Yes, I was one of the zillions of teenage boys in the 70s who had the Farrah poster. And my first 8mm film as a 20-year-old film student at the University of Miami used Michael Jackson’s song She’s Out of My Life. A fellow student told me afters seeing the film, “I’ll never forget your film.” (Heck, I’ve pretty much forgotten that film–but I haven’t forgotten that compliment.)

Jackson & Fawsett came from smaller cities in the interior of the United States. Jackson from Gary, Indiana and Fawsett in Corpus Christi, Texas. I always like to point those things out. But what sometimes gets lost in the media flurry of discussing their deaths is these were two talented people. Jackson sold 750 million records and Fawsett was a three time Emmy nominated actress. 

And just to keep this in line with screenwriting I have been thinking in the last year or so about a lesser known film that Fawsett was in back in 1977, Logan’s Run.

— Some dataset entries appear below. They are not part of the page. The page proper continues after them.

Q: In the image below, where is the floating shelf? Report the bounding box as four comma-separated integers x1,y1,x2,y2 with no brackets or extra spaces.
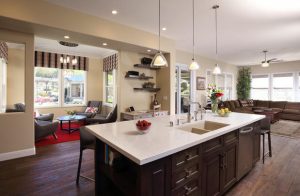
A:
133,88,161,92
125,75,154,80
134,64,160,70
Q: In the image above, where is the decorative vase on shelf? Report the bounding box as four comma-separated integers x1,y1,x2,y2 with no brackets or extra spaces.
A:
211,99,219,113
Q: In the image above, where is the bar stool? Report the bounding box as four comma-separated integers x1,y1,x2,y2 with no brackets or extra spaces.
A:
260,117,272,164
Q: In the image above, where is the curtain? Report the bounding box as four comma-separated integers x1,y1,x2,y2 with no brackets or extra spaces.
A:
103,53,118,72
34,51,89,71
0,42,8,64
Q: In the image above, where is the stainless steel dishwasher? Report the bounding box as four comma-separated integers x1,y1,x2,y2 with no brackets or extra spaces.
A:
237,125,254,180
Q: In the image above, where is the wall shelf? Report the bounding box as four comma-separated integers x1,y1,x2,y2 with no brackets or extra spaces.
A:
125,75,154,80
133,88,161,92
134,64,160,70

It’s a Sci-Fi film that takes place in the 23rd century where due to population control and the economy, people are not allowed to have a 30th birthday. And since the main character Logan is 29 he decides to run. Good concept and a fitting topic today as aging and the economy are hot topics. 

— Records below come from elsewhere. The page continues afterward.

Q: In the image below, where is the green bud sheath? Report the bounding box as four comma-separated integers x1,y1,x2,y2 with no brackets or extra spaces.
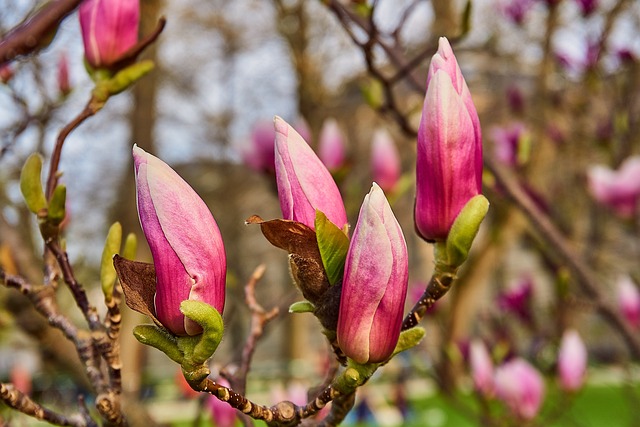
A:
441,194,489,269
101,222,122,301
289,300,315,313
179,300,224,365
122,232,138,260
315,210,350,286
20,153,47,214
47,185,66,224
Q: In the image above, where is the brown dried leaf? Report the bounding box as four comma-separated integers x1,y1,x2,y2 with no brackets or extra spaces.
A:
113,254,162,327
246,215,321,260
247,216,331,302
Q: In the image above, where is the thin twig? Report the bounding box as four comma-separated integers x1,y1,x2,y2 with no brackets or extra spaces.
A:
0,0,86,65
46,240,101,330
486,157,640,359
236,264,279,395
0,383,86,427
46,100,97,199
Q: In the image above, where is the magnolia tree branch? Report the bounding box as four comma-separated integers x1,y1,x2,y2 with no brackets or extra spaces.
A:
0,269,127,425
0,383,87,427
324,1,640,361
0,0,86,65
235,264,279,395
485,158,640,359
45,100,98,199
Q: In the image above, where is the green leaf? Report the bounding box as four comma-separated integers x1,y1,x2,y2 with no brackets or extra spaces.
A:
315,210,350,286
20,153,47,214
391,327,426,358
289,300,315,313
104,60,155,96
47,185,66,224
101,222,122,300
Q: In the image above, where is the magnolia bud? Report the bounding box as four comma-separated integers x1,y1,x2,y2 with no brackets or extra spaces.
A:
415,37,482,242
337,184,408,364
274,116,347,230
79,0,140,69
133,145,226,336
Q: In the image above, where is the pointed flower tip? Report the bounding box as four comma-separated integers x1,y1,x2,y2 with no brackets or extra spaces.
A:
274,117,347,230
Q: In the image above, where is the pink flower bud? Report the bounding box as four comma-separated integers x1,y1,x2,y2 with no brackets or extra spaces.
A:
469,340,494,397
337,183,408,364
497,276,533,324
241,120,276,173
274,116,347,230
0,64,14,84
57,52,71,96
207,378,237,427
557,330,587,392
294,116,313,145
617,275,640,329
133,146,226,336
576,0,598,16
79,0,140,69
415,37,482,242
494,358,544,421
501,0,534,25
491,122,528,167
587,156,640,218
371,129,401,192
318,118,347,171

I did a little searching and found out that an updated version of Logan’s Run is in pre-production with a script being written by Oscar-nominated Timothy Sexton. (Though talks of a remake have probably been going on for a decade.) It would be a timely film that would probably address issues we’ll be debating long before the 23 century.

For what it’s worth, Farrah was 29 when her famous poster came out and Michael was 31 when he recorded “She’s Out of My Life”–their best work was years down the line. Let’s hope Logan’s Run is always considered to be Sci-Fi.